L'Union bancaire telle qu'envisagée dans le rapport Van Rompuy renvoyait à des éléments précis auxquels nous tenions : d'une part, une supervision des banques par des dispositifs institutionnels intégrés au sein de l'Union européenne, pour réguler et contrôler un système bancaire qui avait commis des imprudences, sources de difficultés sur les marchés financiers et pour l'économie réelle ; d'autre part, un dispositif de garantie des dépôts et de résolution des crises bancaires, articulé à cette supervision.

Par-delà l'union bancaire, nous voulions que le MES puisse intervenir directement dans la recapitalisation des banques sans passer par les États, de manière à engager l'Europe sur la voie de l'Union monétaire et pour couper le lien entre dette souveraine et instabilité bancaire.

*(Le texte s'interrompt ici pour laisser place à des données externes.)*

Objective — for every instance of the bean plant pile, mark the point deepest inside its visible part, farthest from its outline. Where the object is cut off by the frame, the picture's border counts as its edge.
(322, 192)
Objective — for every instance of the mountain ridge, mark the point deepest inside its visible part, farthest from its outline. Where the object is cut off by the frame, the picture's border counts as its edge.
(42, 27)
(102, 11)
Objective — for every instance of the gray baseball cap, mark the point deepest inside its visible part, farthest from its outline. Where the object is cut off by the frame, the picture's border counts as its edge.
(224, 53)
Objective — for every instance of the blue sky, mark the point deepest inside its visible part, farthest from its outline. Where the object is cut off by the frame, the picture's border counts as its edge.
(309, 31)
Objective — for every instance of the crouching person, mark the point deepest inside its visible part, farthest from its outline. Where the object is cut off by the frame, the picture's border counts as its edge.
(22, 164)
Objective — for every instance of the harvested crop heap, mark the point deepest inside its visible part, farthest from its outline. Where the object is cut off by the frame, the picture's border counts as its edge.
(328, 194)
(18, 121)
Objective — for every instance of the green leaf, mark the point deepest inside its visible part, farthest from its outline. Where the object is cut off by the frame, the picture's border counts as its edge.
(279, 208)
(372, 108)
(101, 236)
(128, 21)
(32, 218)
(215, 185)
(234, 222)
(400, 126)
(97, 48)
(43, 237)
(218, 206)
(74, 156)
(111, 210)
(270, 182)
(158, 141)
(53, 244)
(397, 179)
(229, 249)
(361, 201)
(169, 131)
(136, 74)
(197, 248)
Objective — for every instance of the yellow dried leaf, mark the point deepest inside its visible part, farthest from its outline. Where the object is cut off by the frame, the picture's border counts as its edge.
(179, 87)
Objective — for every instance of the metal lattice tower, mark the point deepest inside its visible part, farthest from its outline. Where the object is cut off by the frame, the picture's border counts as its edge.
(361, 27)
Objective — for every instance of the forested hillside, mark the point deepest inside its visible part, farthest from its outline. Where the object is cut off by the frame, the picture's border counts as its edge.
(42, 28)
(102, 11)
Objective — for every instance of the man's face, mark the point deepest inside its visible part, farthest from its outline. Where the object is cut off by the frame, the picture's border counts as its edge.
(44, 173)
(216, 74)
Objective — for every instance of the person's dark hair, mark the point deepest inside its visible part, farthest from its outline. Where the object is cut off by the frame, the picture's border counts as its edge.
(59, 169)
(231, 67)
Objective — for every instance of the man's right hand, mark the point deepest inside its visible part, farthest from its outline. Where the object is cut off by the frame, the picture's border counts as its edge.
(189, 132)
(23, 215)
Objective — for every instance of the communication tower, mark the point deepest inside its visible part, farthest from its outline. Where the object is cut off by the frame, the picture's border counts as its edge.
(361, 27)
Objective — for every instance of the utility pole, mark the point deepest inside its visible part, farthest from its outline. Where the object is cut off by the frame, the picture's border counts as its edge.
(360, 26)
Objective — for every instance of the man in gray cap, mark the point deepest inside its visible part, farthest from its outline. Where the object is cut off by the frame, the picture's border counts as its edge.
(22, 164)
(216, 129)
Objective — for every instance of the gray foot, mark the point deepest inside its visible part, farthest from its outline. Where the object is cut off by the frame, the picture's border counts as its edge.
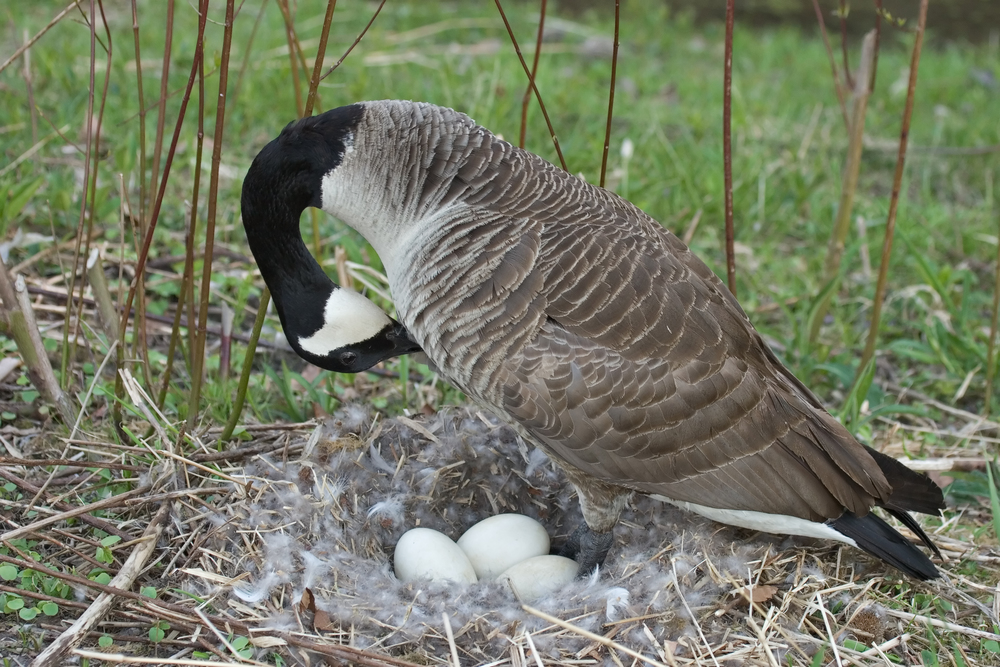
(588, 548)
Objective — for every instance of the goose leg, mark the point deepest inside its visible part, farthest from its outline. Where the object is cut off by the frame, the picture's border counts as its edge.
(602, 504)
(588, 548)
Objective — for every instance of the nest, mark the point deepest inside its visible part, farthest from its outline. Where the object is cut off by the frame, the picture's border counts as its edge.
(309, 549)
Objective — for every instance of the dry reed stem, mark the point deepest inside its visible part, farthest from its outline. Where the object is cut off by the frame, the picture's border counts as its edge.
(611, 92)
(534, 86)
(198, 352)
(991, 344)
(196, 70)
(27, 45)
(852, 168)
(113, 501)
(600, 639)
(107, 314)
(324, 36)
(890, 227)
(125, 578)
(134, 660)
(526, 98)
(356, 41)
(833, 64)
(727, 146)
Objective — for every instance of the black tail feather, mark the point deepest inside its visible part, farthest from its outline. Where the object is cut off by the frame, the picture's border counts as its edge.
(880, 539)
(911, 523)
(911, 490)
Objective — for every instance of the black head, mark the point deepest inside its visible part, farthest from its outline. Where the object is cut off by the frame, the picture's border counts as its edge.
(289, 170)
(391, 341)
(284, 179)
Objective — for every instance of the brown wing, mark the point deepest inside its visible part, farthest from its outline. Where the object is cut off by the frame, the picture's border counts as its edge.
(616, 348)
(647, 373)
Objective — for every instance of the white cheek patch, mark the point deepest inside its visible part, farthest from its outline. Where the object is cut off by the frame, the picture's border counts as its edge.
(348, 318)
(779, 524)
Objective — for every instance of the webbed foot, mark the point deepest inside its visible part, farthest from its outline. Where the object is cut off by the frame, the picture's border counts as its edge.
(588, 548)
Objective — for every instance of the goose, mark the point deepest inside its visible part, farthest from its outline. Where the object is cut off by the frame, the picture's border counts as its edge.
(577, 319)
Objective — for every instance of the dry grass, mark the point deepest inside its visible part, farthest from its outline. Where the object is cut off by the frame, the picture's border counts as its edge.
(287, 541)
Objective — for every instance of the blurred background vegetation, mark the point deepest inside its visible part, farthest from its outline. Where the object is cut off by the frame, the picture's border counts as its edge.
(84, 146)
(790, 144)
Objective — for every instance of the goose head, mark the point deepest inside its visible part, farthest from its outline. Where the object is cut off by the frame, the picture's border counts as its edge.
(331, 327)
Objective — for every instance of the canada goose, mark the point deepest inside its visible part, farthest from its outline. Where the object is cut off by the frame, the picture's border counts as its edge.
(577, 319)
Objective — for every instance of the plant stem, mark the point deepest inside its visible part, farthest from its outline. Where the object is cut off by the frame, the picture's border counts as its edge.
(526, 99)
(842, 223)
(611, 94)
(727, 146)
(890, 225)
(534, 86)
(198, 354)
(241, 391)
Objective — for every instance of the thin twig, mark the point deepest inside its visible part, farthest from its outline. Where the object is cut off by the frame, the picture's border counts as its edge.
(890, 227)
(324, 36)
(113, 501)
(534, 86)
(526, 99)
(357, 41)
(27, 45)
(126, 576)
(611, 94)
(852, 169)
(991, 344)
(833, 64)
(842, 13)
(727, 146)
(155, 214)
(198, 353)
(600, 639)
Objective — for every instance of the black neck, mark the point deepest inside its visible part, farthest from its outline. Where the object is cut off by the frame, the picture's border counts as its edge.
(298, 284)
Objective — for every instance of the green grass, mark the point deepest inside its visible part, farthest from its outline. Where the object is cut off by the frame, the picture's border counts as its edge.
(789, 148)
(788, 136)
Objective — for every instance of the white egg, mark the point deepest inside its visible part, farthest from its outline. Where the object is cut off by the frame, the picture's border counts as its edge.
(422, 553)
(496, 543)
(539, 576)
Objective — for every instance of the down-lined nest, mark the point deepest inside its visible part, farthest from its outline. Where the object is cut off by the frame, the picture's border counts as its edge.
(310, 550)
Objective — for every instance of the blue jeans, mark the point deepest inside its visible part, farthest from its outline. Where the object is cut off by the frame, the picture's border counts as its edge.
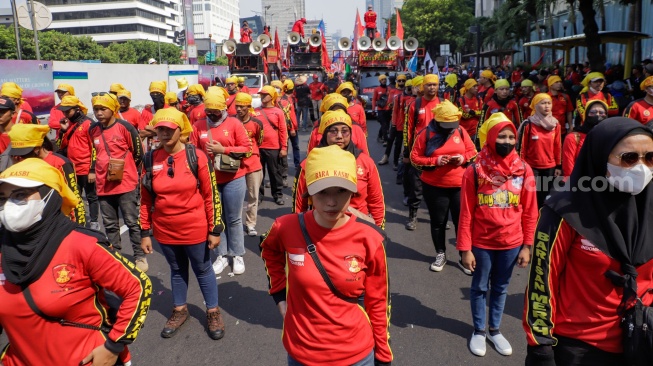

Enfin, nous souhaitions engager la réflexion sur les eurobonds, les eurobills et la mutualisation des emprunts de demain.

Quels sont les résultats obtenus au regard de ces objectifs ?

Le dispositif de supervision bancaire intégrée est mis en place. La Commission européenne doit formuler des propositions à caractère législatif à ce sujet à compter de septembre prochain. Le commissaire au marché intérieur et aux services, M. Barnier, y travaille d'ores et déjà. Lorsque le dispositif de supervision bancaire sera effectif – notre objectif est qu'il le soit le plus rapidement possible –, le MES aura la possibilité d'intervenir directement pour la recapitalisation des banques et, par ailleurs, le MES pourra intervenir sur le marché secondaire des dettes souveraines, pour faire en sorte que les spreads de taux d'intérêt soient maintenus dans un corridor et n'obèrent pas la croissance.

Le président du Conseil européen, M. Van Rompuy, continue à travailler avec les présidents de l'Eurogroupe, de la BCE et de la Commission européenne à la feuille de route sur le renforcement de l'Union économique et monétaire, y compris à l'effort d'intégration politique qu'il appellera. Cette feuille de route pourrait faire l'objet d'autres débats au sein du Conseil à la fin de l'année 2012.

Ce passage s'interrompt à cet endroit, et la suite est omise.